At 50%, plus 20% when passing down shares owned by the largest shareholder in a company, South Korea’s inheritance tax is among the highest in the world: the average levy in OECD countries is 15%. Lee’s case alone has netted the government three to four times the total estate-tax revenue raised last year.

This is only the latest twist in the family soap opera at Samsung, which started out trading dried fish and vegetables in the 1930s, and is now one of the world’s leading producers of computer chips and smartphones.
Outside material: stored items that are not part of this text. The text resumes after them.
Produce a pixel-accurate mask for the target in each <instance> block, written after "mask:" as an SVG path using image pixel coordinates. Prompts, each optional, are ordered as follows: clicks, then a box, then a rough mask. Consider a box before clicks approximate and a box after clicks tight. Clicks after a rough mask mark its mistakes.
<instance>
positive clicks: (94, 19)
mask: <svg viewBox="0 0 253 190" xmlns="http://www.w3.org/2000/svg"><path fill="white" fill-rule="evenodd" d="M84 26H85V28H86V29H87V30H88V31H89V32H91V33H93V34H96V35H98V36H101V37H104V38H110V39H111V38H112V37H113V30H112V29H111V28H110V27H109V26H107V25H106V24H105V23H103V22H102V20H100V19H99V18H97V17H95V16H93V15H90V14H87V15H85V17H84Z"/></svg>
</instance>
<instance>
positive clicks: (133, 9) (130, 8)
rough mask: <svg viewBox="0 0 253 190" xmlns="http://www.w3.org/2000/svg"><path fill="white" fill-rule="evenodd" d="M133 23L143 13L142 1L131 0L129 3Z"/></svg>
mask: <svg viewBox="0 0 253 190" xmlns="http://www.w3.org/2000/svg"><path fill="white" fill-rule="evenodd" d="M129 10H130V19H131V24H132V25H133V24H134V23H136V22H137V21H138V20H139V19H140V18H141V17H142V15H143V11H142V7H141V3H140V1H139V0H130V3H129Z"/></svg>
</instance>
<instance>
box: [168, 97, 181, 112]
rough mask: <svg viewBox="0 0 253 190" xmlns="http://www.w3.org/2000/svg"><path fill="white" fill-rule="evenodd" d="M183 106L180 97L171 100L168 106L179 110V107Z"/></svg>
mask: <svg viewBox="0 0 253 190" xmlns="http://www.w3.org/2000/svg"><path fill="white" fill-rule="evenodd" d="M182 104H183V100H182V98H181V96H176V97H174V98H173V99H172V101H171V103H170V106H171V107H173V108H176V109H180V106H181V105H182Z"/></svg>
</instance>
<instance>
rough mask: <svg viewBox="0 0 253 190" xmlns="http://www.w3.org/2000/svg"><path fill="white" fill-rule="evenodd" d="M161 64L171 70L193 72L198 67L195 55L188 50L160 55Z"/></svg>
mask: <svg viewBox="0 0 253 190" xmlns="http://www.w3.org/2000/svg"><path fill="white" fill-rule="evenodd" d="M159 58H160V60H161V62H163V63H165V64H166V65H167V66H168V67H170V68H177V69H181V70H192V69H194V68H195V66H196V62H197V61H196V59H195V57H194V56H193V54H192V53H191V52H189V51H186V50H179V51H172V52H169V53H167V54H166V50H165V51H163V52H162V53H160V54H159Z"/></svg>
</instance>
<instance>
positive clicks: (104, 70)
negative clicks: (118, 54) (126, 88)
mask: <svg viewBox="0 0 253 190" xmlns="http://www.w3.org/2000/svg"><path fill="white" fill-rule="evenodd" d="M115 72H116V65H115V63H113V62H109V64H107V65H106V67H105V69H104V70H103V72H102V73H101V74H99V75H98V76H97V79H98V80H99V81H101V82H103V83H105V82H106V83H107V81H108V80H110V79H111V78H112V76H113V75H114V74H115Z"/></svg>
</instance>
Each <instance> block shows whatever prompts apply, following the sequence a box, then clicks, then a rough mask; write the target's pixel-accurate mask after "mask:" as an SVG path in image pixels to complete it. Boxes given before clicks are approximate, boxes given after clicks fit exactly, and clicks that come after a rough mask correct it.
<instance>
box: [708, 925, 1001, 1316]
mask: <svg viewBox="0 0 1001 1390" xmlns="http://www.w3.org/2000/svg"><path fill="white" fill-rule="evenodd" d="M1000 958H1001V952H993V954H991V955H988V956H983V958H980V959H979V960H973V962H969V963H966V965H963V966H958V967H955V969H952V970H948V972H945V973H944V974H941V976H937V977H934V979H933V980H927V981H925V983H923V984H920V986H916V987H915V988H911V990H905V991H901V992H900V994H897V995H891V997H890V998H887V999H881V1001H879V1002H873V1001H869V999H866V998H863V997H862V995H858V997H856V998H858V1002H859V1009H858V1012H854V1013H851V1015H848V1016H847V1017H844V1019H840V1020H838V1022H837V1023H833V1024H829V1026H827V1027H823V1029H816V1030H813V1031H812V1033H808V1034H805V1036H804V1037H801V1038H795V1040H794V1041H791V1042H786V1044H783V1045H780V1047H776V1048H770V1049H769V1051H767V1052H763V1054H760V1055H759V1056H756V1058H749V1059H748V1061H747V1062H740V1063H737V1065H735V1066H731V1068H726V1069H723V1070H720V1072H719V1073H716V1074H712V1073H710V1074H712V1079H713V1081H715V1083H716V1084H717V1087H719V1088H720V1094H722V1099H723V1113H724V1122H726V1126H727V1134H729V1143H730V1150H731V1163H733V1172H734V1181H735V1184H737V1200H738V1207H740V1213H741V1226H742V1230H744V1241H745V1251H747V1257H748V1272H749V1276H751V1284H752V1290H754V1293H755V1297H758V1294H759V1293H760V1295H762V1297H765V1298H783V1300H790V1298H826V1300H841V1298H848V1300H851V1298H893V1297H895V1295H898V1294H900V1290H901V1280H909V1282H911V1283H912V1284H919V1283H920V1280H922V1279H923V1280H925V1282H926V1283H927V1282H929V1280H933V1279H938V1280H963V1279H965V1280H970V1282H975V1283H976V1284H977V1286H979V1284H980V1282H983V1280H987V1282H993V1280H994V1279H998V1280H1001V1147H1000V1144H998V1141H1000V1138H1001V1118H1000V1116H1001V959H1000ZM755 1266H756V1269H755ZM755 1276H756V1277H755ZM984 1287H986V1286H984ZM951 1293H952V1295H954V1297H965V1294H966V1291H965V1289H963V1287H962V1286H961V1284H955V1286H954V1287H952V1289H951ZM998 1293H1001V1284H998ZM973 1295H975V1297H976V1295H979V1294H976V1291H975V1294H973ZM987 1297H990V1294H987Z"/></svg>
The jailing for bribery in January of Lee Jae-yong, the late chairman’s son, has clouded the family’s public image. It has also complicated decisions about how to divide his shareholdings and could disrupt the company’s long-term investments and strategic planning.

The FT suggests that some may view the donations as “a ploy” to improve the family’s image, and observes: “The wealth and power of South Korea’s chaebol families remain divisive on the streets of Seoul.”